Music and Photography
Many have wondered at the connection between music and photography. My feeling is that music gives a grounding in the need for good technique combined with having something to say. You need both. Blazingly fast scales and arpeggios are impressive---but don’t mean anything. Most of the images in my files are technically competent---but only a small percentage evoke emotional responses---and it takes time to figure out which ones those are! To perform a piano piece really well involves hard work, and also some fallow time---for the piece to “ripen” in your subconscious. Since most landscape photographs have to be made quickly (before that fantastic light changes), then what needs to be considered over time is the editing of one’s work. Determining what’s really good, and what’s just “so-so” is the big question.

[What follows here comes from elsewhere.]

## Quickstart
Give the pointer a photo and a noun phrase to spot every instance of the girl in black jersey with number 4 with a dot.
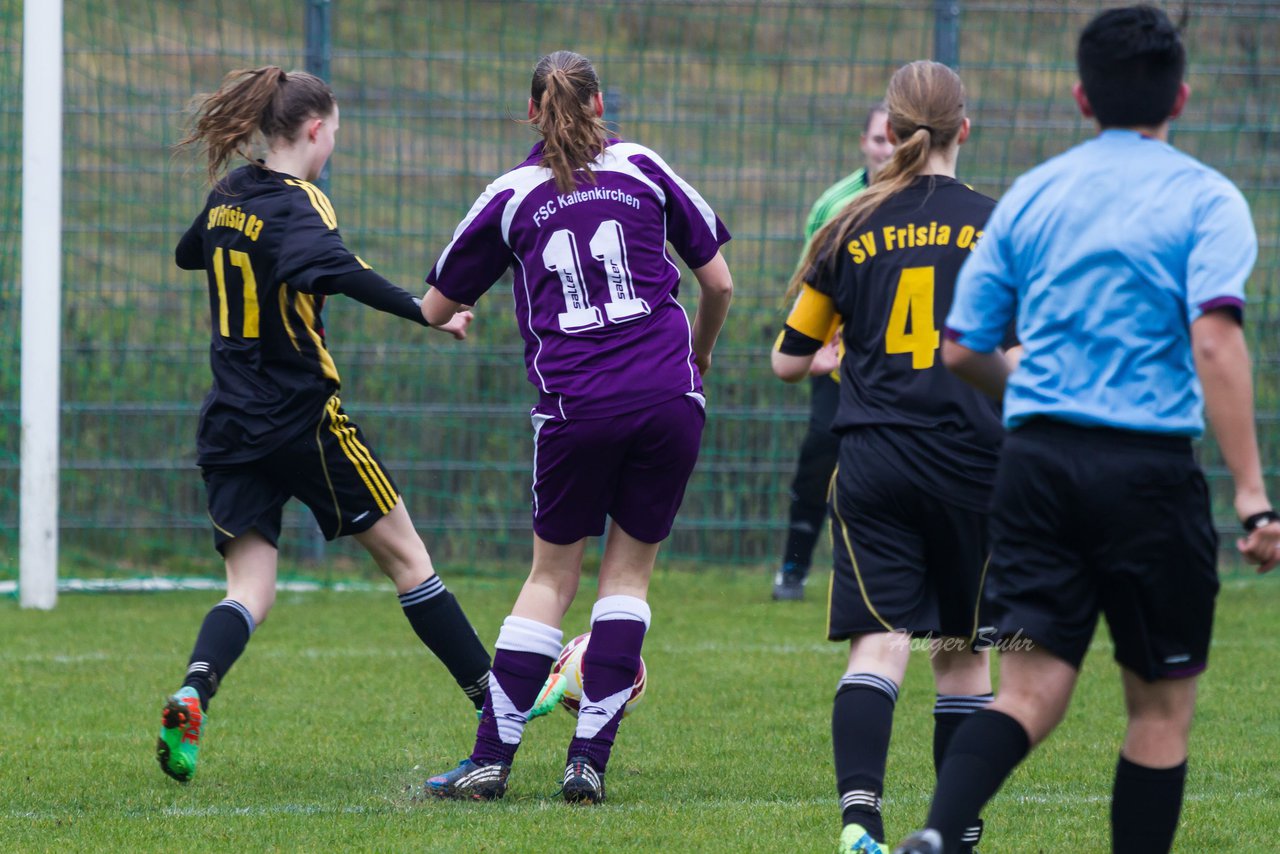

The same goes for deciding on the best way to print an image. Perhaps the biggest challenge in piano involves playing Chopin, Beethoven, Brahms, et al... Pieces that have been played by thousands (if not millions) of pianists before you. How can you make this piece “your own”---what can you do in interpreting this piece that will be different? How can you express your own personality through this piece? This is the same problem confronted by landscape photographers today! How can I make an image of Half Dome something other than a cliché? (The easy answer---don’t take it!) Which of my images are just “records” of the scene---and which reveal a little bit of me? Music and photography are both mediums of expression. I still play the piano every now and again. Last year I was asked to dedicate a new grand piano, which gave me the excuse to work up some of my favorite pieces. This recital is available now as a CD from the Ansel Adams Gallery (www.anseladams.com). [Note: Not anymore! It didn't sell!]